We are no longer in a world of three TV networks and two daily papers. We are on a planet of nearly eight billion people – and anyone with an internet connection has an ability to reach audiences exponentially greater than the most powerful voices of a century ago.
It is simply not possible to effectively police online content – though we are correct to monitor and identify the worst of the worst.
There are two things that democratic societies that seek social peace and coexistence must strive toward. First, we need to empower individuals and organizations to counter untruths with truths. We must make it as easy to access the facts as it is to stumble upon misinformation and disinformation.
Google News, for one, has taken to adding a fact-checking section to their search results pages. The site Snopes.com provides a compendious analysis of online truths and fictions (although it has had its own veracity issues, involving a plagiarism controversy in 2021.) On issues of antisemitism, a veritable constellation of organizations exists to identify and correct misinformation, including HonestReporting, the Committee for Accuracy in Middle East Reporting and Analysis (CAMERA) and the Middle East Media Research Institute (MEMRI).

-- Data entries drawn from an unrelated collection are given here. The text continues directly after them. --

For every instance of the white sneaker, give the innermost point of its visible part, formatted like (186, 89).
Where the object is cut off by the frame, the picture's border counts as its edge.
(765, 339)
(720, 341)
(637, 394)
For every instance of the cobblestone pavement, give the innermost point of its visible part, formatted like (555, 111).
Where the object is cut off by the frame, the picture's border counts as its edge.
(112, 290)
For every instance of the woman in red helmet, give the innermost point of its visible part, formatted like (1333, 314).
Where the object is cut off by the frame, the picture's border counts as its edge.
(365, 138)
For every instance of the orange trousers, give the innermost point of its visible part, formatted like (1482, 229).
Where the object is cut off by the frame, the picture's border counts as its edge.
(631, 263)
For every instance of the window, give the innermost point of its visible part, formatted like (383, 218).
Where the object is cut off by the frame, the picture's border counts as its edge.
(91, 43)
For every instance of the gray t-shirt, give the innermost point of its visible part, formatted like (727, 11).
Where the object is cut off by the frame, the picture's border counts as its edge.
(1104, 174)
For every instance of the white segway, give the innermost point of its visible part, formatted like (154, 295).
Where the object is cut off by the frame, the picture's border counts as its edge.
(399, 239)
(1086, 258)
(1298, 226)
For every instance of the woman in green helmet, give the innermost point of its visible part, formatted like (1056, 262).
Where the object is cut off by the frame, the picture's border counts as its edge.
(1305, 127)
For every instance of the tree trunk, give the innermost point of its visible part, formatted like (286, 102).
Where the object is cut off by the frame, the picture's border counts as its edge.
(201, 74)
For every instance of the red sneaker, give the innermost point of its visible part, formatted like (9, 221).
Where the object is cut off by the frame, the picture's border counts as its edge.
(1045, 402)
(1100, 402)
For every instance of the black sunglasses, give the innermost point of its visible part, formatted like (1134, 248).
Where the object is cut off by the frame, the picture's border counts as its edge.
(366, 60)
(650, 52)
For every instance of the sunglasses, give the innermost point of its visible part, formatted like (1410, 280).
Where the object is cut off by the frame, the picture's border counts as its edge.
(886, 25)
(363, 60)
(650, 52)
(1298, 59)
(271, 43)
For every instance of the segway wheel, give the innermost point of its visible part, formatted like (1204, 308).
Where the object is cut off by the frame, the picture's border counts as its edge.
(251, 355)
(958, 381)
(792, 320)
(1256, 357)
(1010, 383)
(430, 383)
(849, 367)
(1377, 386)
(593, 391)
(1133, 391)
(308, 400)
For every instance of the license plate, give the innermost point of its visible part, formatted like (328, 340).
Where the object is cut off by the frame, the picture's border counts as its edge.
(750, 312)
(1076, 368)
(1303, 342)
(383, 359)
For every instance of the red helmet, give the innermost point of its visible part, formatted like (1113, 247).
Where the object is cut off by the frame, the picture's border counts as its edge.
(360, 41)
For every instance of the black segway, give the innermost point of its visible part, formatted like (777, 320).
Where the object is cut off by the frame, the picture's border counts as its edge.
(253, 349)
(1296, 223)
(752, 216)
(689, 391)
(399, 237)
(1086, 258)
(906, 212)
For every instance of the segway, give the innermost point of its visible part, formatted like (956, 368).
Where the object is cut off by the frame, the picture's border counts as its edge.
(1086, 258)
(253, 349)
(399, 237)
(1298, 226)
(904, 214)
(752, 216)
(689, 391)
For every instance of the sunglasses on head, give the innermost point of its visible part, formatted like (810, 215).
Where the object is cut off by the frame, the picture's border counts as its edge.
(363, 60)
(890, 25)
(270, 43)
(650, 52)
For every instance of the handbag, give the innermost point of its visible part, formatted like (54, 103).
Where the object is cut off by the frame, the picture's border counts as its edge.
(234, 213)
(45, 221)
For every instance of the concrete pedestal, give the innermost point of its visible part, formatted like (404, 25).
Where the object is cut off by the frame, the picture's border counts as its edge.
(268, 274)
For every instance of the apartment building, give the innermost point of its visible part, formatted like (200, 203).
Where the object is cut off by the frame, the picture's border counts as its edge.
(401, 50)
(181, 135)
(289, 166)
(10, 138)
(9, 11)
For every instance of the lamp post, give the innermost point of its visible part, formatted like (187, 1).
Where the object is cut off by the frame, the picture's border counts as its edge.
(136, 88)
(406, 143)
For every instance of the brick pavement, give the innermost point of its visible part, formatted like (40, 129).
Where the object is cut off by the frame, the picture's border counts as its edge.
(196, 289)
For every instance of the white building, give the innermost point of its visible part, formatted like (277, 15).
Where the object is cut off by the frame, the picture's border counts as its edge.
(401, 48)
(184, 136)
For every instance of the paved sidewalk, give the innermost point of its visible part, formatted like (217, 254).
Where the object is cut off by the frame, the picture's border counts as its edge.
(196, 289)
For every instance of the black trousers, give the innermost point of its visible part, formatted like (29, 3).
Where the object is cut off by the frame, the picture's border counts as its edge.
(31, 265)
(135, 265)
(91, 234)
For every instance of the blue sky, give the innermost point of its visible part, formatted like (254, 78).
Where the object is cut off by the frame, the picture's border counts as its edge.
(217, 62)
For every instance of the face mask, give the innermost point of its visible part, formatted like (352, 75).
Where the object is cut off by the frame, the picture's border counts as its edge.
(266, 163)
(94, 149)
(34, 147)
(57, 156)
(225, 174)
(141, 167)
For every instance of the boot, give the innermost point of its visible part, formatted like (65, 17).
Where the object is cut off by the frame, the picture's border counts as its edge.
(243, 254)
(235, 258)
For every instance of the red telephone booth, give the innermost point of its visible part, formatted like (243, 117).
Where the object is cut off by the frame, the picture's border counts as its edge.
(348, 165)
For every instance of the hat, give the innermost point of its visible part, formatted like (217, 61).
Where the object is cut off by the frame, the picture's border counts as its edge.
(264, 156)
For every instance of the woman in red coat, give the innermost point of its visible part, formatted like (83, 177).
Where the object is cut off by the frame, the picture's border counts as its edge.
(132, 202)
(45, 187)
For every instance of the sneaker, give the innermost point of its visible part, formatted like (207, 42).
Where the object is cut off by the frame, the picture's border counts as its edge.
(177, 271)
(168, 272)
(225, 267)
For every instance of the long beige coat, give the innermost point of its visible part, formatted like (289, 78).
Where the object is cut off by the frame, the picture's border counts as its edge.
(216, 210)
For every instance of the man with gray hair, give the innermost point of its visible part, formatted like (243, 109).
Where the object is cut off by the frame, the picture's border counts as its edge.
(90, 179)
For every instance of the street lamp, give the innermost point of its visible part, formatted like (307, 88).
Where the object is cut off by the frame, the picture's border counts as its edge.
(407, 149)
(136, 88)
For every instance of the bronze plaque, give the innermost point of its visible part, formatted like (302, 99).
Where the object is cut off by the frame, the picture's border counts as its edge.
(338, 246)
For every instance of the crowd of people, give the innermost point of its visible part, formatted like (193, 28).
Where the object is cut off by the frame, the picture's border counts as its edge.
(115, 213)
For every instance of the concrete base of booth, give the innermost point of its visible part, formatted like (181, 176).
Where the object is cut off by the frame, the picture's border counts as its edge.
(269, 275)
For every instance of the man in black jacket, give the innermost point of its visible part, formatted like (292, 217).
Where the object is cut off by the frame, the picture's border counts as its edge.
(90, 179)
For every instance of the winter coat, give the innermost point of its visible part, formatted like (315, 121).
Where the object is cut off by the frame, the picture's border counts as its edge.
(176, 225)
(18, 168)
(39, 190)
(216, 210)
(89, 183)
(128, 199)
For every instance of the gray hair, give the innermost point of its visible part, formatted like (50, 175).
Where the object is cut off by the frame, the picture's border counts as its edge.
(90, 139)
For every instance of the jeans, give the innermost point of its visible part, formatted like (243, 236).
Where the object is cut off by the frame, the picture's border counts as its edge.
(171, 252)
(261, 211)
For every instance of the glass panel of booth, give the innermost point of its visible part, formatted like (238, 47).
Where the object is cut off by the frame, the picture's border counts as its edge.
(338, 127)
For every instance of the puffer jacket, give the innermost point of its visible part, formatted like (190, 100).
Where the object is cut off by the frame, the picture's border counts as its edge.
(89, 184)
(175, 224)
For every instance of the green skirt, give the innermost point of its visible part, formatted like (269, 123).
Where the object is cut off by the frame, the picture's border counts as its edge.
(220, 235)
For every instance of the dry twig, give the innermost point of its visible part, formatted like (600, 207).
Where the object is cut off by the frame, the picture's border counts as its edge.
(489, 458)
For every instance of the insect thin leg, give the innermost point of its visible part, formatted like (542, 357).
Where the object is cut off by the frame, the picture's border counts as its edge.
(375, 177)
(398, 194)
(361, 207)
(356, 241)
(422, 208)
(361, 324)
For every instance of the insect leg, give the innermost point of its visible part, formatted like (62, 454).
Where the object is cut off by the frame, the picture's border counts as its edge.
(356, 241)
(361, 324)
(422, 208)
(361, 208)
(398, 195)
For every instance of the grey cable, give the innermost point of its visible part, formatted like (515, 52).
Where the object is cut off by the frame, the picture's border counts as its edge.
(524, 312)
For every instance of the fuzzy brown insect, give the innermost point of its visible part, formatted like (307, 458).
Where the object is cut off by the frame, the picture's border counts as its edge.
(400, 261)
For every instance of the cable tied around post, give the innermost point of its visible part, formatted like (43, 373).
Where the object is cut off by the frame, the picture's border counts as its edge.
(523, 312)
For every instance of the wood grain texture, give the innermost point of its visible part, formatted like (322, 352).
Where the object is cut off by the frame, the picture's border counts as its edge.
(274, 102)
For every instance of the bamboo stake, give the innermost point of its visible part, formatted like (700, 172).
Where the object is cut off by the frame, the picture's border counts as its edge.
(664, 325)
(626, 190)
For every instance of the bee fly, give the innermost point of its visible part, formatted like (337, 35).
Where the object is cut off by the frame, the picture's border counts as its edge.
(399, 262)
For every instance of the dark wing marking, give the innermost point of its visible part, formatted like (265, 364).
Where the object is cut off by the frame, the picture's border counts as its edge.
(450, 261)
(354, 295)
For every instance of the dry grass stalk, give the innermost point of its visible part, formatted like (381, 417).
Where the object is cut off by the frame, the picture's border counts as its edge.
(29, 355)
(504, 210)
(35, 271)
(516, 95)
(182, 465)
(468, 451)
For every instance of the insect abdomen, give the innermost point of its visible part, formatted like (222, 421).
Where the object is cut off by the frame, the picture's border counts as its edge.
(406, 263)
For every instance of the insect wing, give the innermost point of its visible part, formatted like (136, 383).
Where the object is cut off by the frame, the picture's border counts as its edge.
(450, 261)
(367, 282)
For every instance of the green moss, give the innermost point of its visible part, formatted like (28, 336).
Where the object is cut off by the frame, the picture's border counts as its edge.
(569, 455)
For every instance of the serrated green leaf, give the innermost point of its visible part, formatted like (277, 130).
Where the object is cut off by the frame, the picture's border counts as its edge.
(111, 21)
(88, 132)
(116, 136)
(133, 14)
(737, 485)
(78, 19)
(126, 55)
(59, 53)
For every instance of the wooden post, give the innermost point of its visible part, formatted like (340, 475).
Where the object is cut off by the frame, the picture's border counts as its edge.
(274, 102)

But we also need to attack this problem at the other end, on the “consumer” side. We must do a better job of educating and equipping people in democratic societies to critically discern fact from fiction, news from commentary, legitimate criticism from unfounded bias and hate. In a time when parents and others are concerned that education systems are not effectively teaching what are collectively, if imprecisely, called “the basics,” anyone asking teachers to also become instructors in the complexities of media bias and online incitement is going to come up against preexisting groups calling for more life skills training, more “three Rs,” more economic literacy, more mathematics and science, more physical fitness, etc. There is only so much that can be fit into a six-hour school day.
We live in a time and place where one of the most watched “news” networks routinely feeds falsehoods to viewers, even if a cost of doing business is a legal settlement of $787 million. Those lies led to an insurrection that tested the strength of American democracy more than anything probably since that country’s Civil War. That was an early warning signal for every democracy about the price of disinformation. We cannot hope this problem goes away, because what is likely to go away in such a scenario are our most cherished societal values.
We must do more of everything we are already doing. We must confront and contest the lies and hatred online (and in other media). We must allocate our philanthropic funds to organizations that counter lies and incitement. We must include everywhere we can – in formal and informal educational settings – lessons on identifying facts from falsehoods.
In an online world where conflict and hatred get algorithmic kicks to the front of the line, we must teach the young (and the older and less tech-savvy) to value that which unifies and enriches. In the simplest formulation, we need to remind our children, our grandchildren and ourselves of that old truism: don’t believe everything you hear or read.